Bobby Whitlock: Where There’s a Will There’s a Way

Bobby Whitlock
Where There's a Will There's a Way
Future Days, Light in the Attic

Bobby Whitlock is something of a classic rock unsung hero. He was, most famously, a member of Derek & the Dominos, and toured as the backing band for George Harrison after he released All Things Must Pass. Whitlock also played as part of Bonnie and Delaney’s “Friends”. He’s recorded and played with Eric Clapton in these and other ventures, and he’s also recorded with the like of Buddy Guy and others.

So Whitlock, a Tennessee-born musician who got his start on Stax Records recording hand-claps on a Sam & Dave tune, was a rock journeyman, a talented sideman and songwriter tied to some admittedly more famous names.
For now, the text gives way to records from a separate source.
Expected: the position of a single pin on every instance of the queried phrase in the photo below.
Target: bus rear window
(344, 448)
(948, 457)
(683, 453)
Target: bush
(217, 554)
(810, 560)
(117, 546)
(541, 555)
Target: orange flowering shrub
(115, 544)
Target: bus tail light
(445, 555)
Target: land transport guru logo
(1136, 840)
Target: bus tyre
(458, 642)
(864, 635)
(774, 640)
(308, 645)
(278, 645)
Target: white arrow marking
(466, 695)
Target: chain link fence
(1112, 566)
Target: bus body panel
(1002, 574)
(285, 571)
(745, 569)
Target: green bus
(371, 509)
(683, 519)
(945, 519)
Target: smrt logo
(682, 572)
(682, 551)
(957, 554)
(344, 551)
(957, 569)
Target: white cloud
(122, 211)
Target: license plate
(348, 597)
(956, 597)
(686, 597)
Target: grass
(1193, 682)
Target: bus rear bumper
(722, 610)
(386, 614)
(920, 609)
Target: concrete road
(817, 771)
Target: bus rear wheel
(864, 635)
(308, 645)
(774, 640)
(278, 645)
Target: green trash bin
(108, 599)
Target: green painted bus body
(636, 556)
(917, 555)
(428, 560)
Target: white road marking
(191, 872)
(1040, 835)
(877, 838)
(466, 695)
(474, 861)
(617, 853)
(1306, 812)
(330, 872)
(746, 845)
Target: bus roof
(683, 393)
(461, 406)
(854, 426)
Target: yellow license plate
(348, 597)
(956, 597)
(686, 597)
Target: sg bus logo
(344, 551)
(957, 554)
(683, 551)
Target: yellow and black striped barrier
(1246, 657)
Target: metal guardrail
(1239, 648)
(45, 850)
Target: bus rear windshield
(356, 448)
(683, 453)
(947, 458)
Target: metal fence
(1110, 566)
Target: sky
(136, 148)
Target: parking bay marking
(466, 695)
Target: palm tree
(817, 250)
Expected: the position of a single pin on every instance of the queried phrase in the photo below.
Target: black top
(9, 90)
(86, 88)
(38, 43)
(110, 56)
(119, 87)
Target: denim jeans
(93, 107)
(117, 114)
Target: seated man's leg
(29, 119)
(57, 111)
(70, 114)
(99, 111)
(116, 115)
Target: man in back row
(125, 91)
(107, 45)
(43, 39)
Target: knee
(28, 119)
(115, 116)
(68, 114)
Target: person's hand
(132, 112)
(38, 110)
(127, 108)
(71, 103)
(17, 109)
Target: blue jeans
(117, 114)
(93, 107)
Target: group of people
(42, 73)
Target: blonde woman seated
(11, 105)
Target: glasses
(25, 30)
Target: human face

Where There’s a Will There’s a Way looks to shed light on a lesser-known chapter in his journey, as it comprises his two solo albums from 1972 — Bobby Whitlock and Raw Velvet — in hopes of deepening our understanding of Whitlock’s musical world by showing him, first and foremost, as a frontman. Considering the other players on these records — both Clapton and Harrison appear, and they’re not alone — it’s safe to say Whitlock had the band to get these songs together and make them shine. But when he first submitted his eponymous debut to his record company with the Dominos, Atlantic, they said no. So Whitlock bought out his contract and moved on.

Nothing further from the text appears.